Riprap was installed along the banks and on the riverbed, all of which had to be removed.

In July, the work Connecticut River Conservancy and other organizations have done to stabilize river banks, including removing riprap and berms and planting native vegetation, survived the torrential downpours, Rhodes said.

"We think of this as a race to get as many projects going as soon as possible so that we have more resilience in the face of the changes," Urffer said.

"A good example is culverts," Rhodes said. If a 2-foot culvert blows out, he said, it doesn't make sense to replace it with another 2-foot culvert. "We've learned bigger is better. Putting in a big pipe is good. A box culvert is better. And a bridge is always better than a culvert. There's more room for water to flow and less likelihood it will get clogged up."

"The flow we got during Irene proved very clearly we needed to make those replacements larger," Caduto said. "Not just for increased flows, but also so sediment and debris can pass through without jamming up and causing problems."

Ditches alongside roads have to be made bigger and kept clean to prevent sediment and detritus from making its way into the region's waterways, she said.

Rhodes understands how bigger also means more expensive, and many towns need help paying in the short term to avoid paying even more in the long term.

"In the short term, we don't want to raise taxes," Rhodes said. "But if we compare that to the long-term costs, it's cheaper to fix some of the problems before we have the next Irene because it's going to cost two to three times as much."

The Legislature made changes to how Clean Water Act money was disbursed to help pay for repairs and replacements and the state appealed a FEMA denial for reimbursement for a culvert replacement in Townshend. FEMA eventually found in the state's favor, determining the culvert could be paid for by the Public Assistance program created by the Robert T. Stafford Act as hazard mitigation. The decision allowed the state to acquire funding to repay other municipalities for work done following Irene.


One of the paradoxes of climate change is that increased flooding events are often separated by drought conditions, when very little rain falls. This can lead to an uncertainty over water supply, Urffer said.

"Surface water has been one of the things that we haven't thought about a lot," she said. "But with climate change, we may not have all the water we need."

How do you capture the water so it's stored, Urffer asked, rather than rushing downstream, causing damage and eventually ending up in the Long Island Sound?

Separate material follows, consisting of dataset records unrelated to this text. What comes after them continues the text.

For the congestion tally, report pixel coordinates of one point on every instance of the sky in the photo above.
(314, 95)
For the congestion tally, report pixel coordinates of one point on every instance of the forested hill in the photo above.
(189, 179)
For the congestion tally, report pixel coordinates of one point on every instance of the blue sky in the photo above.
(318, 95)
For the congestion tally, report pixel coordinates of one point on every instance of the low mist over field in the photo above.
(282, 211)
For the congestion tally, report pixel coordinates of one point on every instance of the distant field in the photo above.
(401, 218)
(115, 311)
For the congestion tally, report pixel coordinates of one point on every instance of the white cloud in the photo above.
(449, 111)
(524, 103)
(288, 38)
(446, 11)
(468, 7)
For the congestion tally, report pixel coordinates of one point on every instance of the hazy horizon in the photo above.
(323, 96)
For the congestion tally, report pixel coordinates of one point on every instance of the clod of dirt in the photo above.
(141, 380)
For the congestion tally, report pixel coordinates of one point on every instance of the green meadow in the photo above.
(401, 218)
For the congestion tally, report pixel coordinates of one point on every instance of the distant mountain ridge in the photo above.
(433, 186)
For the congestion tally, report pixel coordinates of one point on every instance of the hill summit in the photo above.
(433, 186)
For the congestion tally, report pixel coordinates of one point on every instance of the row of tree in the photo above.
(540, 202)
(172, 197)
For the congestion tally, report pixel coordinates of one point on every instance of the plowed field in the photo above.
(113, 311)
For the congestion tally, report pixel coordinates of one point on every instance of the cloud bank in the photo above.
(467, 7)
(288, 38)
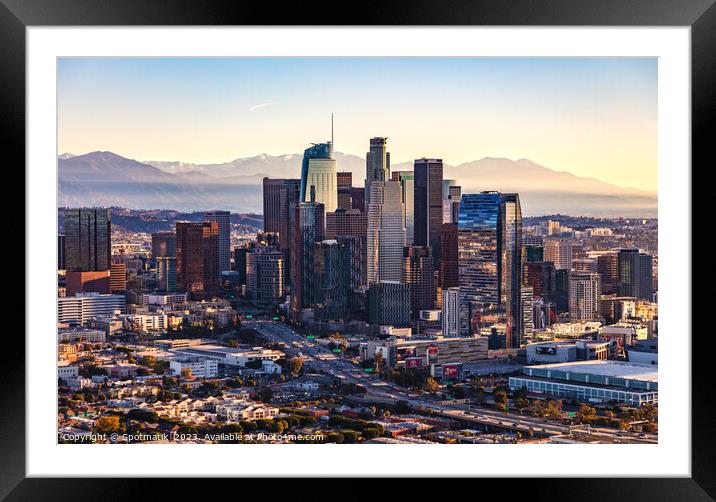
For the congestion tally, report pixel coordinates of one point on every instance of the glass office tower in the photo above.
(319, 170)
(490, 260)
(511, 267)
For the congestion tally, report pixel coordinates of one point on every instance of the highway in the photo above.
(323, 360)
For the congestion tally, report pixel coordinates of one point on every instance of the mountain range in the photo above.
(107, 179)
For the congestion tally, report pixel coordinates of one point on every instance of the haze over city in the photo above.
(593, 118)
(419, 291)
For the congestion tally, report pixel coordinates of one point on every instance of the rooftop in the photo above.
(606, 368)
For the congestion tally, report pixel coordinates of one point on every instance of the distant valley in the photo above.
(107, 179)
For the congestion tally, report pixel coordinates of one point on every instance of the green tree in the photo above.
(295, 365)
(350, 436)
(586, 414)
(379, 362)
(108, 424)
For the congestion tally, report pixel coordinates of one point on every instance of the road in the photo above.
(323, 360)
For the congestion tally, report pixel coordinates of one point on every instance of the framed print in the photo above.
(436, 240)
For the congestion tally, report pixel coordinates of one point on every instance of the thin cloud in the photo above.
(260, 105)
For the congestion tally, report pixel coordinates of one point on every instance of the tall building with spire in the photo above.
(319, 171)
(490, 260)
(377, 164)
(223, 218)
(428, 204)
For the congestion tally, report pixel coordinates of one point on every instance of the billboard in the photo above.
(414, 362)
(402, 353)
(452, 371)
(432, 351)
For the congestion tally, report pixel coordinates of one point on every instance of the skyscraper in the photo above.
(478, 255)
(223, 218)
(389, 304)
(541, 277)
(449, 256)
(527, 309)
(88, 236)
(61, 252)
(386, 232)
(511, 267)
(331, 279)
(118, 276)
(319, 170)
(561, 290)
(490, 259)
(167, 273)
(377, 164)
(264, 275)
(646, 280)
(197, 258)
(358, 198)
(272, 204)
(428, 205)
(628, 266)
(584, 293)
(407, 183)
(351, 227)
(346, 222)
(451, 312)
(308, 228)
(344, 180)
(418, 272)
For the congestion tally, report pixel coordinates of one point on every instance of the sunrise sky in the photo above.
(591, 117)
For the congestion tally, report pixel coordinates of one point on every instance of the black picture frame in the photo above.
(700, 15)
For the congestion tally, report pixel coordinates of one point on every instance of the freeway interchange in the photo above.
(323, 360)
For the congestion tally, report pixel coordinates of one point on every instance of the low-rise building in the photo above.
(74, 335)
(568, 351)
(592, 381)
(200, 367)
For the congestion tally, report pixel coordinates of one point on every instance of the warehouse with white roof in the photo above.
(598, 381)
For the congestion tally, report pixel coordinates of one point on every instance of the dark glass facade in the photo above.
(428, 204)
(331, 279)
(449, 256)
(418, 271)
(490, 259)
(164, 244)
(223, 219)
(511, 267)
(88, 235)
(317, 151)
(628, 272)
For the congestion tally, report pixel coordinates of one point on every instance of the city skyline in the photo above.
(591, 117)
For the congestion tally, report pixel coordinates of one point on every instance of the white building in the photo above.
(451, 312)
(81, 335)
(241, 358)
(200, 367)
(246, 411)
(83, 306)
(144, 323)
(65, 372)
(584, 295)
(386, 232)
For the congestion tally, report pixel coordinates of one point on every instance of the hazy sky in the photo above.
(591, 117)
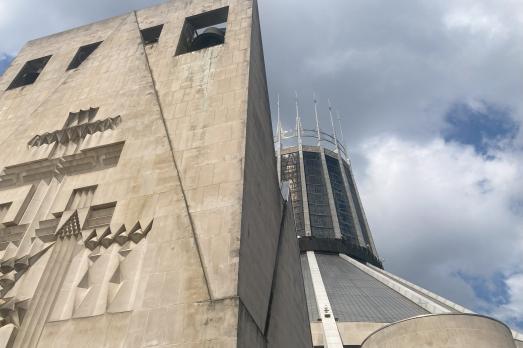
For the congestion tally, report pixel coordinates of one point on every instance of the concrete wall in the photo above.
(262, 204)
(443, 330)
(197, 161)
(289, 321)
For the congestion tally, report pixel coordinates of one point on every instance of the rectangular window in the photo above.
(100, 215)
(151, 35)
(81, 198)
(82, 54)
(4, 208)
(29, 72)
(203, 31)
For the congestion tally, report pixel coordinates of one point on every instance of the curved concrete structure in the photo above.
(443, 330)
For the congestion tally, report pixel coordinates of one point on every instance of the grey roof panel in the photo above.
(309, 289)
(356, 296)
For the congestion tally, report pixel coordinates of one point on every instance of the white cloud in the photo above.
(439, 208)
(513, 310)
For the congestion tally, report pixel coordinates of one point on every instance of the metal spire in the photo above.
(298, 120)
(317, 121)
(342, 137)
(278, 126)
(341, 129)
(333, 128)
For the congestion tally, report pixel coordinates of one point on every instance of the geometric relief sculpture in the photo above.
(16, 261)
(82, 145)
(105, 269)
(79, 126)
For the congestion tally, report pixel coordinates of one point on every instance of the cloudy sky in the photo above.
(431, 95)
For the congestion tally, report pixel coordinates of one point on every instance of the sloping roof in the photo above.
(356, 296)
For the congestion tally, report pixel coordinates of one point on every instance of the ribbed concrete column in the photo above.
(306, 216)
(358, 201)
(352, 206)
(332, 205)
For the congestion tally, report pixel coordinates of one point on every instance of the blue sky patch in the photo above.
(483, 128)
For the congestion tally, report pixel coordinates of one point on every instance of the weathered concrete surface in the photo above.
(288, 322)
(185, 184)
(443, 330)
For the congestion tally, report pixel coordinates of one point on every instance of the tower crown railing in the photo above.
(309, 137)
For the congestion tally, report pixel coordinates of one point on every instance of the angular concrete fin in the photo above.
(66, 215)
(82, 216)
(117, 276)
(84, 282)
(91, 239)
(95, 254)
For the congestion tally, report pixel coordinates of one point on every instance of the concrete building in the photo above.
(139, 200)
(352, 300)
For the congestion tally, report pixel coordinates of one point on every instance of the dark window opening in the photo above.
(100, 215)
(203, 31)
(29, 73)
(82, 54)
(151, 35)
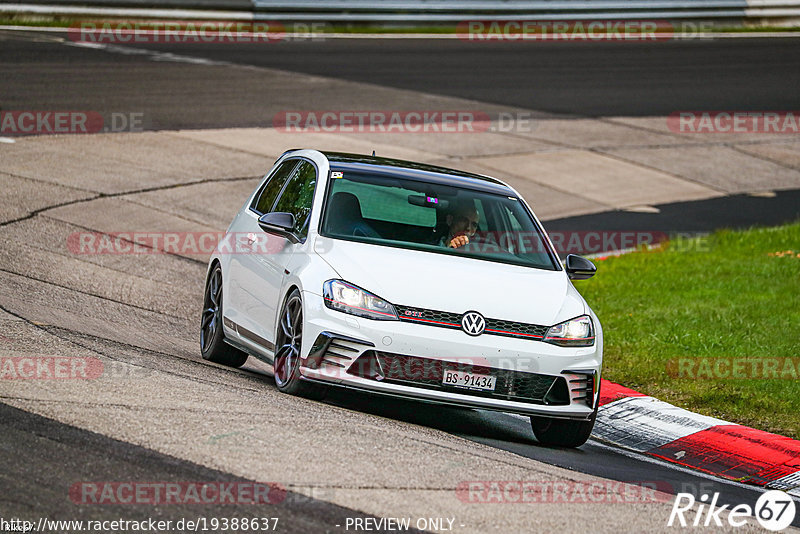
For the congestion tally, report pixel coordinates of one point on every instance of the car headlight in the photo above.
(347, 298)
(577, 332)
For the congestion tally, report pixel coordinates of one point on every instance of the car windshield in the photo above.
(430, 217)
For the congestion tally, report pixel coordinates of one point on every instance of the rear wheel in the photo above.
(288, 346)
(212, 343)
(562, 432)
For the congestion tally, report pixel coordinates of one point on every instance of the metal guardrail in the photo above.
(458, 10)
(447, 11)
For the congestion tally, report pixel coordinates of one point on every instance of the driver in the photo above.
(462, 223)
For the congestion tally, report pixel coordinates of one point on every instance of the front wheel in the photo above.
(288, 346)
(212, 344)
(562, 432)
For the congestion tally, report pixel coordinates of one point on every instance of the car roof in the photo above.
(344, 162)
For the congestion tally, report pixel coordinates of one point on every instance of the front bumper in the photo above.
(335, 345)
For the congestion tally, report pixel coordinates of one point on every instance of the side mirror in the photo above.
(579, 268)
(280, 223)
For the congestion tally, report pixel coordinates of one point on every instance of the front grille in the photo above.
(428, 373)
(497, 327)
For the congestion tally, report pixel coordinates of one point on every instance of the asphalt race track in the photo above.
(162, 414)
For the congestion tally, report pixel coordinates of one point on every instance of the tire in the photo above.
(562, 432)
(212, 340)
(288, 347)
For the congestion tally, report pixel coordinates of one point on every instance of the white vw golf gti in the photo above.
(409, 280)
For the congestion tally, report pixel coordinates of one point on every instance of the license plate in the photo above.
(460, 379)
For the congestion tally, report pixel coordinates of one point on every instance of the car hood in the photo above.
(454, 284)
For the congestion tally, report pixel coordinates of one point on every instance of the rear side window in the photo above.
(266, 198)
(298, 195)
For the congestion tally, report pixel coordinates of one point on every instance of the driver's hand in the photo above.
(459, 241)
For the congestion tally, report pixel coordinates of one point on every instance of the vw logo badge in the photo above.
(473, 323)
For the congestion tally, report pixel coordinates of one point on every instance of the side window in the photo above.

One solution might be farm cisterns, where rain is captured and stored for drought conditions. Rain barrels should also be encouraged, she said.

But how such systems might affect the environment is not totally known, she said.

In 2020, the Legislature established the Surface Water Diversion and Transfer Study Group to figure out how best to address these challenges.

Building more check dams to slow down water flow and increase infiltration can also help to recharge surface and groundwater, Urffer said.

Check dams, obstructions placed in human-made channels and ditches, also allow sediments to settle out and not be carried downstream, she said.

"We talk about death by a thousand cuts, but each of these small projects is healing by a thousand Band-Aids," Urffer said.

Rhodes said there is no shortage of these small projects in the Connecticut River watershed.

"There are thousands of dams and hundreds of thousands of culverts that need to be replaced," he said. "And all of the farms have erosion to be stopped and berms to be removed."

To get these projects done requires coordination between non-governmental organizations such as the Connecticut River Conservancy and the Natural Resources Defense Council and government agencies such as regional planning commissions, conservation districts, the USDA, U.S. Fish and Wildlife, state departments of environmental conservation, and the Vermont Housing and Conservation Board.

Together, they find funding from various sources, packaging them together to tackle projects one by one, Bennett said.

"We team up to work together to try to address these problems," he said. "We are different partners with different areas of expertise. No single entity has the bandwidth to do it all."